Eg- and loads on pua being fucking awful if Google

'Adnan Ahmed called himself 'Addy A-game' in videos he uploaded on YouTube showing himself approaching girls, in a bid to instruct others how to 'pick up' women.

But the 38-year-old was today convicted of threatening and abusive behaviour for approaching several young women, causing them fear and alarm.'

www.dailymail.co.uk/news/article-7601285/amp/YouTube-pick-artist-jailed-leaving-victims-mentally-scarred.html

Battytwatty · 07/01/2022 15:35

@EmmaH2022. Sorry I’ve just noticed your question. He’s my DHs bosses stepson. He left the army after many years and drifted into it. He is the cringest fucker ever. After his picture was shared on a documentary last year plus the #me too movement he seems to have changed tack and moved into Life coaching.

The PUA thing was a pyramid scheme. He would run bootcamps, often abroad. The attendees paid a lot of money to attend and were then encouraged to then become trainers. The tackticks they learned to pick up girls were sleazy, borderline rapey ie don’t take no for an answer etc
He and his partner went under the names of Mystery and
Discovery FFS!!

EmmaH2022 · 07/01/2022 17:27

[quote Battytwatty]@EmmaH2022. Sorry I’ve just noticed your question. He’s my DHs bosses stepson. He left the army after many years and drifted into it. He is the cringest fucker ever. After his picture was shared on a documentary last year plus the #me too movement he seems to have changed tack and moved into Life coaching.

The PUA thing was a pyramid scheme. He would run bootcamps, often abroad. The attendees paid a lot of money to attend and were then encouraged to then become trainers. The tackticks they learned to pick up girls were sleazy, borderline rapey ie don’t take no for an answer etc
He and his partner went under the names of Mystery and
Discovery FFS!![/quote]
Oh. my. God.

So does he admit it or do you only know because he was on TV?

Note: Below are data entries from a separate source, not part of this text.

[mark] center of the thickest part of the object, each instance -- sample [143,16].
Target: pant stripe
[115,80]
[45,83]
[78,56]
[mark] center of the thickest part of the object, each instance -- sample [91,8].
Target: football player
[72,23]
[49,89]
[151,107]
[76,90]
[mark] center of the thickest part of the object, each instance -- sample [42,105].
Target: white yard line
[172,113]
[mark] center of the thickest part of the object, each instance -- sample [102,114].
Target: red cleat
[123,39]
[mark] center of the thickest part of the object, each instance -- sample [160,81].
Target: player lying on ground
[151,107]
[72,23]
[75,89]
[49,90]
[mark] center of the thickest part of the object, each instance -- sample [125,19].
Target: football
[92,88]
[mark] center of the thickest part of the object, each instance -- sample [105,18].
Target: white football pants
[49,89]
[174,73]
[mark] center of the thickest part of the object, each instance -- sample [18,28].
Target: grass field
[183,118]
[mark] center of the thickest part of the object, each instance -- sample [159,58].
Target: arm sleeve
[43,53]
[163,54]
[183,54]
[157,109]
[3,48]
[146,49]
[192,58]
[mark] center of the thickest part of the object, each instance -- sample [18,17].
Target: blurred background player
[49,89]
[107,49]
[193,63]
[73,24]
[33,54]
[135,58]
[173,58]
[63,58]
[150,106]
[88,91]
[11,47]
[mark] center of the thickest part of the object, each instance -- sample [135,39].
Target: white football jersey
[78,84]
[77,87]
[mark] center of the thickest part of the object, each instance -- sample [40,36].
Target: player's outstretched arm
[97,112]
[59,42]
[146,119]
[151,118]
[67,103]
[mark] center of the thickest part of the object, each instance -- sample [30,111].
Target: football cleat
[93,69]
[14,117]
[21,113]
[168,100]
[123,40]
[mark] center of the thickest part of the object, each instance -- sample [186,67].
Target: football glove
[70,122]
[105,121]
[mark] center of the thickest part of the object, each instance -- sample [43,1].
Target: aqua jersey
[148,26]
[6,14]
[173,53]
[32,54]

Also, I'm curious to know if he is a PUA or just "taught" it to make money.

Sorry for all the questions, just can't fathom knowing someone who talked about it openly.

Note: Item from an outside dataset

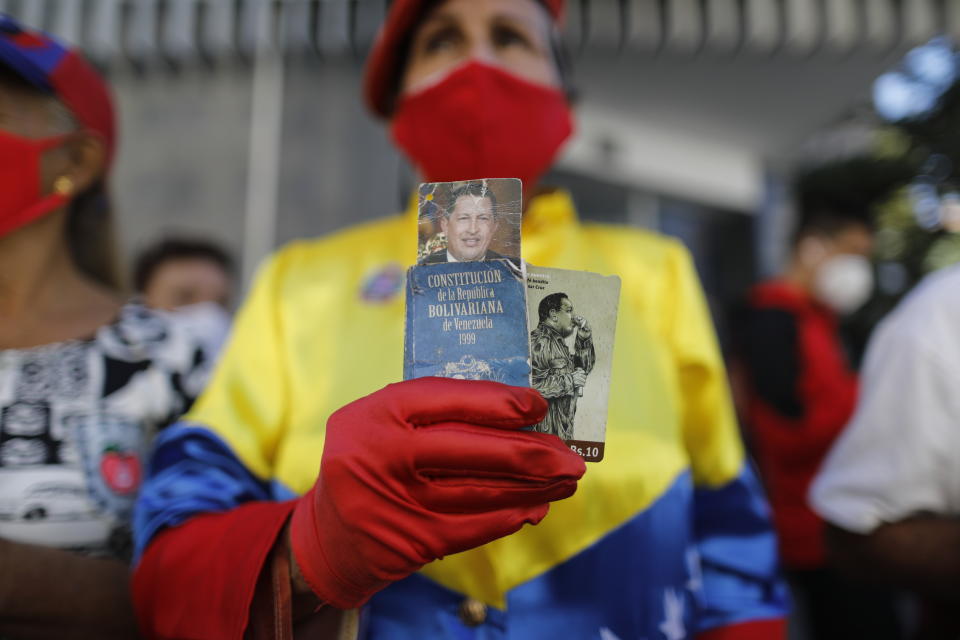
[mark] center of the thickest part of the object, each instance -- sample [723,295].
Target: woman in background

fluffiphlox · 07/01/2022 20:27

I’d never heard of this before reading this thread and while it is creepy I can’t imagine anyone in their right mind falling for this load of baloney let alone for the men peddling it.

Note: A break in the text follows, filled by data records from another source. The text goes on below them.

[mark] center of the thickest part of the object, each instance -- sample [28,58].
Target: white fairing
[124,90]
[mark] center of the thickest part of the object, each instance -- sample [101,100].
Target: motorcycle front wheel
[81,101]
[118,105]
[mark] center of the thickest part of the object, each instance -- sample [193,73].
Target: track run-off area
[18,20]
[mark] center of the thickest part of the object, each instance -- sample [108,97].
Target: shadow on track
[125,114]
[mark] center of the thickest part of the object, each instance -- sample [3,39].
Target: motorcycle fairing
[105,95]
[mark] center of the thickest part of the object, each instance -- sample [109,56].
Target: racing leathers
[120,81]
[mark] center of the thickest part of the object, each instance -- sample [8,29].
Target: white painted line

CheeseMmmm · 07/01/2022 23:43

Loads of men will believe anything if it thinks it will get them laid.
And do things that are shit as well.

ElftonWednesday · 08/01/2022 02:18

@CheeseMmmm

They are good phrases :)

I am always amazed by so many women on MN who advocate the blunt nope type responses. Or the ones that involve being sarcy to the man, insulting or humiliating them (usually in a minor way but sometimes not).

In my experience, my long experience. It is an extremely risky strategy to go back at them with anything like that.

In fact anything at all.

If stuck on public transport. It's ok to simply move away. We have zero obligation to engage, play nice while indicating back off, answer questions, anything.

Say nothing/ excuse me/ just seen friend whatever and get away as far as poss preferably out of sight.

When pubs clubs and tbh Street as well.

Doing anything which doesn't let down gently not damaging their ego. CAN be met with verbal abuse, being followed and aggressively asked what's wrong with me then/ What's your problem. Can be in your face aggression, real rage, sometimes threats of physical violence and (rarely but happens) pushing, fronting up, actual violence.

That would be a risky strategy for the man in my case, as they are risking having their bollocks twisted off. Have to say the blunt approach has never resulted in violence or threats though.
CheeseMmmm · 08/01/2022 03:50

You're joking, right?

Risk to the man of the woman or girls violently assaulting him?

Don't be silly. I have heard of some women (girls? Not heard of but of course that doesn't mean never happened!) who have physically attacked men who wouldn't take no for an answer.

I've never seen it ever irl though! Have seen women starting/ being in fights but that's been with other women/girls, drunken brawls between a couple etc.

CheeseMmmm · 08/01/2022 03:57

If it's as easy as that to get a man to back off then I do wonder how come we get assaulted raped etc so much.

Why do you think our sex (globally) is not utilising this?